Mitchell had his way with Notre Dame in the paint, making all seven of his field-goal attempts, and so did Gill, who was 5 for 6 from the floor. Each finished with 15 points. Brogdon added 13 points and led the Cavaliers in rebounds (seven) and assists (six).
Harris contributed eight points, and 6-8 junior Darion Atkins supplied stellar defense in nine minutes off the bench. Freshman point guard London Perrantes had three assists and, once again, no turnovers. He also was 2 for 2 from the floor.
“That’s what’s unique about this team, the balance,” Bennett said. “It can be anybody on any given night.”
Anderson, UVa’s sixth man, made all three of his shots from the floor and scored seven points. Statistics, however, don’t reflect Anderson’s impact on the game or his value to his team.
“He wants to do the little things,” Gill said. “He wants to do anything that can help us win. So if that means diving on the floor, if that means blocking the shot at the rim, he’s doing to do it for us. So he’s really an energy guy coming off the bench, and he really helps us out a lot, because he gets us started.”
On the game’s decisive play, Gill lost his man, Auguste. Not to worry. Anderson was there for his teammate.
“That happens,” Anderson said. “It’s the Pack Line defense. You help each other, and that’s what we do.”

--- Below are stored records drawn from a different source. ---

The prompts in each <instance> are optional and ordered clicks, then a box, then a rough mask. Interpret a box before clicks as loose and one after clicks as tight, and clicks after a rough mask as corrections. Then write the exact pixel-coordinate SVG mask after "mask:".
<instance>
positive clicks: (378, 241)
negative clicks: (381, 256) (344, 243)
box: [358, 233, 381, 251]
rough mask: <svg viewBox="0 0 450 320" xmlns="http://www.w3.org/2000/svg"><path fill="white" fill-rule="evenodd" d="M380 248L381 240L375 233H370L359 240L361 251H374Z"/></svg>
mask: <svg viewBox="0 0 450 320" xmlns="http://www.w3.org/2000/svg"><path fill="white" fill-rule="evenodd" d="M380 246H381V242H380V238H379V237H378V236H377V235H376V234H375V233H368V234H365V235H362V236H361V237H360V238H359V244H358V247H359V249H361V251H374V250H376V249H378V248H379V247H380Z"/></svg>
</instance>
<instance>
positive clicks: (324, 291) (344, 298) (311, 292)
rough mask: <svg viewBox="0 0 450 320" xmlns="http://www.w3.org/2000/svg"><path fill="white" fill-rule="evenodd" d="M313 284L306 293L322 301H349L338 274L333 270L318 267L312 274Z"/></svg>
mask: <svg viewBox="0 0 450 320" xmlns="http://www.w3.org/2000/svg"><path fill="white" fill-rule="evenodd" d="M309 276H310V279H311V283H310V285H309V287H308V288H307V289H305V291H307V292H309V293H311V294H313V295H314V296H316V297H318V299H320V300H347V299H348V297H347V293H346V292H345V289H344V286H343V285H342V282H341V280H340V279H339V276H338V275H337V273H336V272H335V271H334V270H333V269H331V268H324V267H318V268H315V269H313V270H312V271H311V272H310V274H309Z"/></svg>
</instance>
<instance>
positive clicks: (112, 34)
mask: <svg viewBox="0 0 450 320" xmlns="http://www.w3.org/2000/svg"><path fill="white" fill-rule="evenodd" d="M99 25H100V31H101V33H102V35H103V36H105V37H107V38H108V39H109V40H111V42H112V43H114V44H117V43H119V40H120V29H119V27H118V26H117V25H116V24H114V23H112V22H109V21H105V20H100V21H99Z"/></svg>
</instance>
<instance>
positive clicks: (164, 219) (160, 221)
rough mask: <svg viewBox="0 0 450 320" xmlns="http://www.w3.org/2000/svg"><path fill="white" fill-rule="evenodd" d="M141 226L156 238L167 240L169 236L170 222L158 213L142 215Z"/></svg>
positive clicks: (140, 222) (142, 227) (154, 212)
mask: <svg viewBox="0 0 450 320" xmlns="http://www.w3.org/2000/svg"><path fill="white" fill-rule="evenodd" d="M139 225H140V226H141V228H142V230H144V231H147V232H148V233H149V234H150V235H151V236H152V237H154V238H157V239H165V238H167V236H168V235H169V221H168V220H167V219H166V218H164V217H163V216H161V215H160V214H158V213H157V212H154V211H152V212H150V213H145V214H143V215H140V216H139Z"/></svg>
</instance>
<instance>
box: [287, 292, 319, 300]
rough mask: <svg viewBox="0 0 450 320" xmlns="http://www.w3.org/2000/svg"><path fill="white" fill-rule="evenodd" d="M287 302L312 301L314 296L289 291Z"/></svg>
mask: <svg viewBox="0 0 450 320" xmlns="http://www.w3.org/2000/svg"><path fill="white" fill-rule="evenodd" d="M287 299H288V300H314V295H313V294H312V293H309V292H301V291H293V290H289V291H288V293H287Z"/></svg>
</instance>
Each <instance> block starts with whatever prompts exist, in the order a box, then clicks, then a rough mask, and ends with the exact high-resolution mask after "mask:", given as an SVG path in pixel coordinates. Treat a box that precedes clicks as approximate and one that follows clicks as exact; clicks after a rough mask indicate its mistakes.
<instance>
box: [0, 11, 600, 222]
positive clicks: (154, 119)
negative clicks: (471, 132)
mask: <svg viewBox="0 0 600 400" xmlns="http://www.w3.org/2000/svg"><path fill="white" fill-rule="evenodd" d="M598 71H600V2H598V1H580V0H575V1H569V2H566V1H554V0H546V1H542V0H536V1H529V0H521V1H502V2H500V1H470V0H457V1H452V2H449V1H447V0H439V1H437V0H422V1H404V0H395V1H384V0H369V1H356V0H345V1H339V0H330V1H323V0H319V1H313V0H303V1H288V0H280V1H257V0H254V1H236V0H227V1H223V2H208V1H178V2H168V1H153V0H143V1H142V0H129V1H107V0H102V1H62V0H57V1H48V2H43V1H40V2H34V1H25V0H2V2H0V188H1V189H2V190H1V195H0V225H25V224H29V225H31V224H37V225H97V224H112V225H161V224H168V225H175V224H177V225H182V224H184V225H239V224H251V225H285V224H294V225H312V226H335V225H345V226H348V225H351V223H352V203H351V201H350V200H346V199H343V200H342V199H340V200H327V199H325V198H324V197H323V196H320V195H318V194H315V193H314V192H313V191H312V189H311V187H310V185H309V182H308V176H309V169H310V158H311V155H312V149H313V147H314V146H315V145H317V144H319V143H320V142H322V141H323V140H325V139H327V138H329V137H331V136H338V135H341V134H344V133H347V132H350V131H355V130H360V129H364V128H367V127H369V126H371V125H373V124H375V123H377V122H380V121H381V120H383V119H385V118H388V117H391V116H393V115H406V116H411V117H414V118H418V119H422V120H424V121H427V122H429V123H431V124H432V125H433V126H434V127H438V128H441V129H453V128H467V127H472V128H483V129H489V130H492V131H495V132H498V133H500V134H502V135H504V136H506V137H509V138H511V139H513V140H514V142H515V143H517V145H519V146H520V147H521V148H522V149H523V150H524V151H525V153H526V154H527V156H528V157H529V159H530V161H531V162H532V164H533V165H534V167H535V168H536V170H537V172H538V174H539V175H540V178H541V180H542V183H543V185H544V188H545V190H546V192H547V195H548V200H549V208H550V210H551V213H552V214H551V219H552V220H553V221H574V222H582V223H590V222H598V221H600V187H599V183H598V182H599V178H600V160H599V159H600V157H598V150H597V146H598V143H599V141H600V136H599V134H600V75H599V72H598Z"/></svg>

To be able to deliver game-changing plays on defense is gratifying for him, Anderson said, “because that’s what this program is all about. It was built with defense. We have the defensive foundation, and when you can get a great play like that in transition and it leads to a big basket … it’s a huge lift.”
Anderson left the game to a warm ovation with 1:15 left. On Anderson’s way to the bench, Bennett stopped him for a few moments.
“I don’t want to tell you exactly what I said, but I really think he’s doing the things that are helping us win,” Bennett said. “He’s doing some special things, and I just let him know. I kind of affirmed to him that I liked what I saw … I think he’s given us a great lift these last two, three games, and I’m proud of him in that regard, and hopefully there’s much more.”
Only once has Virginia won the ACC’s regular-season title outright, in 1980-81. As March approaches, the Cavaliers lead the ACC, a game and a half ahead of Syracuse (12-2).
“Of course that’s a dream, a goal, and we’ll keep fighting for it,” Bennett said. “I’m so thankful to be in this spot, because it has been a while … When that brass ring’s coming around, you grab it, and that’s what we’re trying to do.”
Mitchell said: “It’s a special team, and I’ve said that over and over all season. It’s a special team, and I have a ton of faith in my guys. But at the same time it doesn’t mean anything yet. Maybe I’ll look back when the season’s over, and I’ll realize that I’m part of something special. But right here I’m living for the here and now, and we still have goals that we need to meet.”
UP NEXT: Virginia plays twice more at JPJ before closing the regular season March 9 against Maryland in College Park. The `Hoos host Miami (14-13, 5-9) at 7 p.m. Wednesday and No. 1 Syracuse (25-2, 12-2) at 4 p.m. Saturday.
The Syracuse game has been sold out for months, but tickets remain for the Hurricanes’ visit to JPJ.